Three years after initial plans to reduce BBC Parliament to a part-time service were announced, the channel is now off-air for the summer.
BBC Parliament finished broadcasting at 10am on Monday 26th July 2021, following the start of the Parliament’s summer recess. Viewers tuning in to BBC Parliament will now see a simulcast of the BBC News Channel. It’s not due to return until the House of Commons returns in the autumn.
In 2018, plans to make BBC Parliament a part-time service and to cancel original programming aside from live Parliamentary coverage, were debated in Westminster. Following political pressure, plans were cancelled and BBC Parliament continued as normal.

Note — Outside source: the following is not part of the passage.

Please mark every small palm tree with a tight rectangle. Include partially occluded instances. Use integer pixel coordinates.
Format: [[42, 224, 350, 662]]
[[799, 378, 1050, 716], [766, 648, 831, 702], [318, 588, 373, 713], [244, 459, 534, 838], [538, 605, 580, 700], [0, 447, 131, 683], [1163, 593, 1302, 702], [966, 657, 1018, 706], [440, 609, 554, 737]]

Earlier this month, the FT reported on a new set of plans to cut BBC Parliament’s output. The announcement, coming just before the recess, limited opportunities for debate in Westminster. It signalled the BBC’s intent to push these changes through.
The BBC proposes to no longer cover Party Political Conferences in their entirety on the channel. Key speeches will be shown on the BBC News Channel. However, most parties now offer their members and the public their own live stream of the event. Daily and weekly review programmes on BBC Parliament are also being cut. Instead, the BBC plans to launch a new weekly review of Parliamentary proceedings called Politics UK on BBC Two.
The National Union of Journalists has been lobbying MPs about the associated cuts in staffing and wider changes to political coverage across the BBC with an early day motion receiving cross party backing.
The cuts to BBC Parliament form part of another round of budget cuts at the BBC. It has to make a further £1 billion of savings by next March.